Ubaye Vallée de Barcelonnette
Welcome to paradise for lovers of the Great Outdoors
An area of natural surroundings with remarkable landscapes, the Ubaye Serre-Ponçon Valley is a truly unique place to escape to. The Mercantour National Park and the Natura 2000 areas – which are genuine biodiverse sanctuaries – share fundamental values with us of protecting nature and preserving the beauty of the mountains and the serenity of the surroundings.
From the Serre-Ponçon lake to the summits of the Haute-Ubaye, traversing steep gorges and forests of larch trees, the landscapes all complement each other while retaining their own different characteristics.
The 13 authentic villages of the Ubaye Serre-Ponçon Valley welcome you with open arms – whether you're looking to enjoy a lively town or the expanse of a secluded site, you're sure to be able to find a holiday that's perfect for you.
A mosaic landscape
The diversity of the Ubaye Serre-Ponçon Valley is reflected in the variety of its landscapes. Ranging between 800 and 3400 metres in altitude, they offer breathtaking panoramas of wild and preserved landscapes, both wide open and secretly tucked away.
Almost inaccessible, the peaks of the majestic massifs are visible in the background. There is a long list, but here are just a few of the most well-known and emblematic peaks: Brec du Chambeyron, Grand Bérard, Chapeau de Gendarme, Pain de Sucre, Grande Séolane, Tête de Louis XVI...
At the foot of these mountains flows the river that lends its name to our valley: the Ubaye. As the last naturally flowing river in the Alps, it is internationally renowned among fans of white water sports. The river Ubaye rises at the Col du Longet and stretches for 80 km before flowing into the Serre-Ponçon lake, (the largest artificial water reservoir in France). The turquoise waters of the lake form an oasis of relaxation for lovers of water sports, swimming and those who simply enjoy kicking back and relaxing.
The Ubaye Serre-Ponçon Valley can also be discovered from the air. Its exceptional upper air conditions have turned it into a Mecca for gliding and paragliding, and a location that is renowned throughout Europe.
From the air, the hundred or so high lakes, mountain peaks and larch forests create a breathtaking mosaic of landscapes.
The land forms a route through the heart of the Southern Alps, with the Ubaye Serre-Ponçon Valley sharing its borders with Italy, the Hautes-Alpes, the Alpes Maritimes and Provence. It is also surrounded by 7 legendary passes, including the famous Col de la Bonette, which at 2802 metres, is the highest tarmac road in France.
Its enhanced site means it an essential stopover on such legendary routes as the Grande Traversée des Alpes or the Route des Grandes Alpes.
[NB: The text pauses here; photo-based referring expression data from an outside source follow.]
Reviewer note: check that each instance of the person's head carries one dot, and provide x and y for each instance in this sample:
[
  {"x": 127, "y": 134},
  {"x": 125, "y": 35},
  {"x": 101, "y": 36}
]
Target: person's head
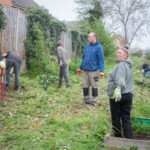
[
  {"x": 59, "y": 43},
  {"x": 92, "y": 38},
  {"x": 122, "y": 53}
]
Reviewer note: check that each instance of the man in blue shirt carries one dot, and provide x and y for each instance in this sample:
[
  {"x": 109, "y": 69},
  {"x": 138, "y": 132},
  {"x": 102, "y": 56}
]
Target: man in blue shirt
[{"x": 92, "y": 66}]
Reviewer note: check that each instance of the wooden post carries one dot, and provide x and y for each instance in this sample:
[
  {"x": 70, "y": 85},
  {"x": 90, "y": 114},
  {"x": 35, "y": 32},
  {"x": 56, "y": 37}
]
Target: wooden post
[{"x": 17, "y": 30}]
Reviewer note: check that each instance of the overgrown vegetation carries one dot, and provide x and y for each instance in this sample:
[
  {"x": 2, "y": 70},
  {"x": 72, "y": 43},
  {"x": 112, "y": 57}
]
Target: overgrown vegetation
[
  {"x": 2, "y": 19},
  {"x": 43, "y": 33},
  {"x": 35, "y": 118}
]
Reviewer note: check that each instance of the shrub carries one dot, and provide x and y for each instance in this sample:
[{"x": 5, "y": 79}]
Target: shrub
[{"x": 2, "y": 19}]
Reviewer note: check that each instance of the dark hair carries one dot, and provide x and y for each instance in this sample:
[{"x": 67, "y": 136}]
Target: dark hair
[{"x": 59, "y": 43}]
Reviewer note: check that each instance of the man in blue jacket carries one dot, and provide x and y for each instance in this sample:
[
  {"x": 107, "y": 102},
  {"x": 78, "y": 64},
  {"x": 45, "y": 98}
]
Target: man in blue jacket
[{"x": 92, "y": 66}]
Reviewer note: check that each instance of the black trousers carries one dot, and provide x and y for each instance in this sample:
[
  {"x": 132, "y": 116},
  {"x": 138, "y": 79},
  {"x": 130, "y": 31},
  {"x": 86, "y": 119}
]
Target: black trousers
[
  {"x": 9, "y": 64},
  {"x": 121, "y": 111}
]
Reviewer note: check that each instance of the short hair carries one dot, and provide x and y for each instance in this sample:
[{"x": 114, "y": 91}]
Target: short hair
[
  {"x": 59, "y": 43},
  {"x": 126, "y": 49}
]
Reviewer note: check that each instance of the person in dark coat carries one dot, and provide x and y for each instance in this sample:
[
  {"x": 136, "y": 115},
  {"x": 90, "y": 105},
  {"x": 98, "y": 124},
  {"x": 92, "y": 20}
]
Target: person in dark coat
[{"x": 14, "y": 60}]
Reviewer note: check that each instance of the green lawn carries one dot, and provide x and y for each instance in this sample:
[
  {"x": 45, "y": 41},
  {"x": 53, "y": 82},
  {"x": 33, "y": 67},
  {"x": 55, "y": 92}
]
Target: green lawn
[{"x": 56, "y": 119}]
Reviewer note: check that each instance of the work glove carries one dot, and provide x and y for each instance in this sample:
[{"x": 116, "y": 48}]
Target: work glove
[
  {"x": 117, "y": 95},
  {"x": 79, "y": 72},
  {"x": 101, "y": 75}
]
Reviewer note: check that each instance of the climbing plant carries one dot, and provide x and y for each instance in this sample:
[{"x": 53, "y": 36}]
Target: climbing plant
[
  {"x": 43, "y": 31},
  {"x": 2, "y": 19}
]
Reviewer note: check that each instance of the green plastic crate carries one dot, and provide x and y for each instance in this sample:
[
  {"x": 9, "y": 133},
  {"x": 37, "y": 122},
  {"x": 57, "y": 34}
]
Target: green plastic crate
[{"x": 141, "y": 120}]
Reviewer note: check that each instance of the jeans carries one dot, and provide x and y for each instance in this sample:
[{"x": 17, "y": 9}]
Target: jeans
[
  {"x": 63, "y": 73},
  {"x": 90, "y": 78},
  {"x": 146, "y": 74},
  {"x": 9, "y": 64},
  {"x": 121, "y": 111}
]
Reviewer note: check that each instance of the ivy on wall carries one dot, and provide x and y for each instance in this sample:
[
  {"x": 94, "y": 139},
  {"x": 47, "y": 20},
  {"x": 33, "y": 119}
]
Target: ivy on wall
[
  {"x": 43, "y": 31},
  {"x": 2, "y": 19}
]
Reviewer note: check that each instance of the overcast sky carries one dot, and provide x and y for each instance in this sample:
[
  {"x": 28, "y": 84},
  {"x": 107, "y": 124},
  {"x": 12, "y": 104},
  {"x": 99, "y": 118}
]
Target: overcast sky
[
  {"x": 65, "y": 10},
  {"x": 61, "y": 9}
]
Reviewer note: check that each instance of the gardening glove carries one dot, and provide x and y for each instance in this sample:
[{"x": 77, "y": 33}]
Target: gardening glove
[
  {"x": 79, "y": 72},
  {"x": 101, "y": 75},
  {"x": 117, "y": 95}
]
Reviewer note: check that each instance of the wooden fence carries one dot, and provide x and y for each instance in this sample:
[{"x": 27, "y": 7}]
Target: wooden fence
[{"x": 13, "y": 36}]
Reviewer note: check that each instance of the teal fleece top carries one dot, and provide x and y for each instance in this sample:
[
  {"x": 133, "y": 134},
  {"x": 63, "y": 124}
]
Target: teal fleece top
[
  {"x": 93, "y": 58},
  {"x": 121, "y": 76}
]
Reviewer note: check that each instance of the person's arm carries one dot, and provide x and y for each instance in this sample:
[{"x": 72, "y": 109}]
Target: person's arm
[
  {"x": 59, "y": 53},
  {"x": 4, "y": 55},
  {"x": 81, "y": 66},
  {"x": 121, "y": 77},
  {"x": 141, "y": 68},
  {"x": 101, "y": 59},
  {"x": 147, "y": 68},
  {"x": 120, "y": 82}
]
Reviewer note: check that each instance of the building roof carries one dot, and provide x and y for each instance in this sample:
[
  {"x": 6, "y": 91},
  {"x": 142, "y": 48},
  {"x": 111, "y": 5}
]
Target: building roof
[{"x": 23, "y": 4}]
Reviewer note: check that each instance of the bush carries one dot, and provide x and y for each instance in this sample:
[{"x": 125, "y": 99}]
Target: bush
[
  {"x": 43, "y": 32},
  {"x": 147, "y": 55},
  {"x": 2, "y": 19},
  {"x": 74, "y": 65},
  {"x": 137, "y": 54}
]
The charm of the roads of the Ubaye Serre-Ponçon Valley are evident at every turn, offering a genuine invitation to travel and marvel at the surroundings, providing incomparable driving pleasure as you move through landscapes, each one more incredible than the last.
There are so many exceptional locations providing unique experiences!
A territory rich in history
Marvel at the unique historical and architectural heritage of the Ubaye Serre-Ponçon Valley. The numerous cultural sites and remains that are scattered throughout the area bear witness to the richness of our history and the region's history.
The "Mexican" villas of Barcelonnette and Jausiers add a curiously exceptional aspect to these towns. Built between 1880 and 1930, these beautiful bourgeois houses narrate the story of the thousands of Ubayans who left for America in the 19th century intent on developing their expertise and skills, particularly in the textile industry. Some returned to the country, having made their fortunes, and constructed these sumptuous villas as a testimony to their success. Even today, there are still deep links between the Ubaye Valley and Mexico.
The exceptional geographical features of the Ubaye Serre-Ponçon Valley mean it is a veritable crossroads between Piedmont, Savoy and Provence, and therefore of major strategic military interest between the 19th and 20th centuries. Some of the Ubayan mountains have been transformed into real fortresses, a number of which have now been opened as museums. The most impressive and perhaps emblematic of these constructions remains the Fort of Tournoux. Nicknamed the ‘Military Versailles', it is made up of several batteries distributed over more than 700 metres of uneven ground.